Tous les artistes en visite porteront un costume jaune, robe, tunique, pantalon, bijoux, peintures corporelles, chaussures, sandales. Même les slips seront jaunes, de la couleur de mon bus, comme une façon de laisser derrière soi ce que l’on est pour renaître à nouveau. Tout le monde sera bienvenu quel que soit sa religion, sa couleur de peau, ses origines géographiques ou sociales. Le but est de rassembler les personnes autour d’un dialogue commun pour la paix, et le symbole, je ne l’ai pas inventé, c’est l’olivier. Les architectes et les étudiants en architecture pourront également contribuer à la construction d’un village de maquettes où les projets futuristes viendront fleurir comme des jardins. Il y aura bien sûr un restaurant gastronomique et quelques gîtes tout autour en partenariat avec les habitants des villages voisins. Le terrain coûte 25,000 euros et je compte le financer sous la forme de dons à une association que je créerai en Italie… si je deviens prof à Reggio de Calabria. Le terrain est tout au bord de la Méditerranée, une mer qui a rassemblé et fondé l’humanité toute entière. Ce projet culturel deviendra un musée de l’homme nouveau, un musée où on parle d’immigration, de terrorisme, de religion, d’histoire, de justice, de laïcité, d’hommes, de femmes, d’enfants, d’humanité, de philosophie, de progrès et de paix. Le bus deviendra la propriété du musée à ma mort, de même que mes écrits, mes dessins, mes oeuvres.

Resolution n°4

J’ai déjà écrit au consulat d’Italie à Los Angeles pour un projet que je voulais faire à Los Angeles, mais il faut se rendre à l’évidence que tout ici est compliqué, cher, trop cher.
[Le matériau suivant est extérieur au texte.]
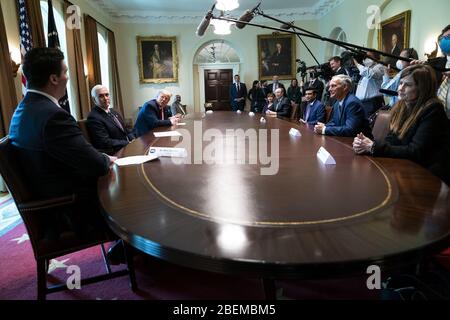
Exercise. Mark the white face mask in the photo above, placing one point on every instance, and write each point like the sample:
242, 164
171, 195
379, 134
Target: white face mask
368, 62
399, 65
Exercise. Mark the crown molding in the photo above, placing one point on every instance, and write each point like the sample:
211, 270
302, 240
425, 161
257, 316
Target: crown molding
321, 9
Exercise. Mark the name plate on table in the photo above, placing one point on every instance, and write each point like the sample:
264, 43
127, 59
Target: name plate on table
325, 157
295, 133
168, 152
164, 134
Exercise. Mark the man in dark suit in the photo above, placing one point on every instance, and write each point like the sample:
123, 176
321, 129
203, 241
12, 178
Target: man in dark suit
55, 158
281, 106
275, 85
106, 127
155, 113
238, 94
348, 113
313, 110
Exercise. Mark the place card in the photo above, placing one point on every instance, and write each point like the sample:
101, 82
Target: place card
168, 152
167, 134
135, 160
295, 133
325, 157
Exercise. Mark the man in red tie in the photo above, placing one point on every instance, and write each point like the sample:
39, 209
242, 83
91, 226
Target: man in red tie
155, 113
106, 127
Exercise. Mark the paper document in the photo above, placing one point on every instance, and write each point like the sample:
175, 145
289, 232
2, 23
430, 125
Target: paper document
168, 152
167, 134
135, 160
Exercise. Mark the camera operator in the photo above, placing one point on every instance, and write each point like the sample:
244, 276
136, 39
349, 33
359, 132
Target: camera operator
369, 86
315, 83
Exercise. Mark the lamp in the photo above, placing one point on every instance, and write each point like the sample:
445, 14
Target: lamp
15, 61
222, 27
227, 5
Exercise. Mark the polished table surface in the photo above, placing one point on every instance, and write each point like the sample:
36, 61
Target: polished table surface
307, 220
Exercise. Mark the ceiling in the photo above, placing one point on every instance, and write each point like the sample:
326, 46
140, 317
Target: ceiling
203, 5
190, 11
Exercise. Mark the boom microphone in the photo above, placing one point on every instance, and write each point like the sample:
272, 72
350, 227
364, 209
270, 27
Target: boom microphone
247, 17
205, 22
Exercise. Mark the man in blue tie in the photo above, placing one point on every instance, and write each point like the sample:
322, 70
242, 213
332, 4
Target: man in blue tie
314, 110
348, 113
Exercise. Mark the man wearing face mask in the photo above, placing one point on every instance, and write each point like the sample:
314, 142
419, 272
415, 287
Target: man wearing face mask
369, 86
392, 84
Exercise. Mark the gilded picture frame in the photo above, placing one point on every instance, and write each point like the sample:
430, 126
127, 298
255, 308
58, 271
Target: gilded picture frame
276, 56
394, 30
157, 59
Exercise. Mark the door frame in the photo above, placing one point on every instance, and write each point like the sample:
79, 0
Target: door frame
235, 66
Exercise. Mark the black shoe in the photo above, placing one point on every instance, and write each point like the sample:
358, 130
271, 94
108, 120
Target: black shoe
116, 254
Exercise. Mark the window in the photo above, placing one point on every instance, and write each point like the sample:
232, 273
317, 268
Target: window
60, 27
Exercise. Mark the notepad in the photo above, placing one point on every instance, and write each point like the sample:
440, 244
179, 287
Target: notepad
325, 157
168, 152
167, 134
295, 133
127, 161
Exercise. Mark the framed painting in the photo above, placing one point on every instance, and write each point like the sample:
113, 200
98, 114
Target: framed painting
157, 59
276, 56
393, 35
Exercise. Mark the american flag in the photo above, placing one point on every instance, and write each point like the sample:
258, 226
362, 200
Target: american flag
53, 42
26, 40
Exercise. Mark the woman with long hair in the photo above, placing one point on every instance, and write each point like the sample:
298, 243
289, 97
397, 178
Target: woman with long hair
419, 129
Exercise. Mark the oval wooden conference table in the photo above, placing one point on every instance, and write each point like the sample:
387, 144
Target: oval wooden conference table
306, 220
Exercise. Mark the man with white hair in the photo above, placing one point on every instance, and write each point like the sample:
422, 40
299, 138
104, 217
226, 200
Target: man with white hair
155, 113
348, 113
106, 127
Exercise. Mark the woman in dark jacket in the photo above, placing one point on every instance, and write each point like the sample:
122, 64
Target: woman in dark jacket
419, 129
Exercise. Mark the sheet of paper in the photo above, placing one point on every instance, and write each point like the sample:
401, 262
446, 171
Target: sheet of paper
168, 152
325, 157
167, 134
127, 161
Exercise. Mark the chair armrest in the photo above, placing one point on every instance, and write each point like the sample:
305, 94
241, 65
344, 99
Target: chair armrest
46, 204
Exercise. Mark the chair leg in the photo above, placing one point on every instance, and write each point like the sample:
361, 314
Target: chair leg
130, 265
41, 265
105, 259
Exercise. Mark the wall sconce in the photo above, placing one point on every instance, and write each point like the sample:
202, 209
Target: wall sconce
85, 71
15, 61
431, 47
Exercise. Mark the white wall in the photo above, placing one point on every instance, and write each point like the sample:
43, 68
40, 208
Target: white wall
244, 41
428, 18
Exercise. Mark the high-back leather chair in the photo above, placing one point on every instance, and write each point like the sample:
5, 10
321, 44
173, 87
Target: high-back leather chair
381, 126
33, 212
84, 129
295, 111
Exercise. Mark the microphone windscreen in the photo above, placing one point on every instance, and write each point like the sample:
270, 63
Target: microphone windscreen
246, 17
389, 92
203, 26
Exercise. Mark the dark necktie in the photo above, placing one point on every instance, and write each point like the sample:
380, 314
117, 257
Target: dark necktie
117, 122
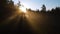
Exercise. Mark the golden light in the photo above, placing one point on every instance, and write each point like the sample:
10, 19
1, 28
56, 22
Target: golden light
23, 9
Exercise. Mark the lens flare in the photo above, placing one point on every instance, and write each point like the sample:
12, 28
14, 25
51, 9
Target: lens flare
23, 9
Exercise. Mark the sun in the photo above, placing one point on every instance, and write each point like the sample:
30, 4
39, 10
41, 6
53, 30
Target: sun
23, 9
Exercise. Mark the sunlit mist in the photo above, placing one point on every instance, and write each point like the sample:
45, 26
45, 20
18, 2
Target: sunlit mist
23, 9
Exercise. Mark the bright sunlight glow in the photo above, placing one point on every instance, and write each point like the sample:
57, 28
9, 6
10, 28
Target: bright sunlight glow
23, 9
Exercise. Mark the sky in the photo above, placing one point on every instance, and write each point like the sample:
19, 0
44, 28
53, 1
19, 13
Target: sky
37, 4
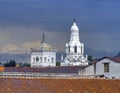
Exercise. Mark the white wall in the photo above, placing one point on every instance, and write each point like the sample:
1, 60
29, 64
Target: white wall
43, 55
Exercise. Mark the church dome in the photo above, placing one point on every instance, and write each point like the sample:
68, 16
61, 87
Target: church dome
74, 27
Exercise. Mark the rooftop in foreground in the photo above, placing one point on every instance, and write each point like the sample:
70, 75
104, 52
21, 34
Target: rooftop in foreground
21, 85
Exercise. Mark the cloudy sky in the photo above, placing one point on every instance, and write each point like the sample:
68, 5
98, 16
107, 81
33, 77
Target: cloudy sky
22, 23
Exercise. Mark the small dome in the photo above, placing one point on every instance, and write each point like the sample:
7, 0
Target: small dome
74, 27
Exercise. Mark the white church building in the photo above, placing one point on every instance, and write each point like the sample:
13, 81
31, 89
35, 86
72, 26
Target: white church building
44, 56
74, 49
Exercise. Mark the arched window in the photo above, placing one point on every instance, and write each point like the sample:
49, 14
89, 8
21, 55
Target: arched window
45, 59
40, 59
37, 59
69, 49
75, 49
81, 49
33, 60
52, 60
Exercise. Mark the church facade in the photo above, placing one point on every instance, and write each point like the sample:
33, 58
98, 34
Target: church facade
44, 56
74, 49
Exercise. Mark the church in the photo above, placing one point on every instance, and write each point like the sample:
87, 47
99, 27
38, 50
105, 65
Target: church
44, 56
74, 49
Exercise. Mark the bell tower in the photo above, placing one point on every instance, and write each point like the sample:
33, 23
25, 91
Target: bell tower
75, 49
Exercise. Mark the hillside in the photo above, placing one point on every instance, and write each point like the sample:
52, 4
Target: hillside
47, 85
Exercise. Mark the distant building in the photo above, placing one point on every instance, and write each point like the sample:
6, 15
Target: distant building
74, 49
45, 56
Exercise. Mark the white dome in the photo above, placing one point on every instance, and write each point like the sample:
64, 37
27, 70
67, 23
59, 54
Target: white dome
74, 27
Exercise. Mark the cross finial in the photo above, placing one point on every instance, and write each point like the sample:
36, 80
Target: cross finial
43, 38
74, 20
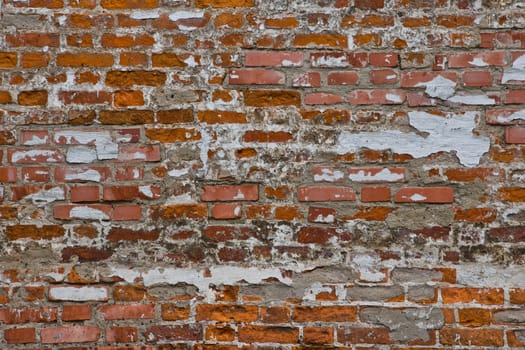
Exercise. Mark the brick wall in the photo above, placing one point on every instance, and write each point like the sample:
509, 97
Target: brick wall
249, 174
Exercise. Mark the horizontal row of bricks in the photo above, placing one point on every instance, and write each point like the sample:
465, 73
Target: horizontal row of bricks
286, 59
254, 334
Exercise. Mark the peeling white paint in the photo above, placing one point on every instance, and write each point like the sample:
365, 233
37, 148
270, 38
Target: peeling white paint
190, 61
325, 219
202, 279
385, 175
452, 133
329, 175
104, 145
178, 172
78, 294
367, 267
88, 213
393, 98
176, 16
473, 100
87, 175
33, 154
439, 87
416, 197
146, 191
35, 140
478, 62
144, 14
47, 196
516, 73
330, 61
81, 154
J’ai déjà vécu en Italie, je savais parler italien en 89 et je ne doute pas qu’en quelques mois, cela revienne donc ma résolution n°4 est de me remettre à parler italien, tenter de saisir l’instant où je rêve pour mettre du bonheur dans mon parlé, de l’amusement, de l’humour, de la joie, de la musique, un état d’esprit plein de bonté et de chaleur pour être ce que je cherche avant tout, rayonner à mon tour. Si au moins je pouvais inspirer le bonheur comme une fleur dans un jardin, au moins, aurais-je réussi à accomplir ma destinée.

Pour finir, j’ai trouvé cette image il y a quelques jours au sujets des activistes en Ukraine qui plantent des fleurs dans les nids de poule en protestation sur l’état des routes. Le jaune a cela de voyant qu’il se voit, mais on le voit parce qu’il accroche la lumière et le but est dans la réflexion.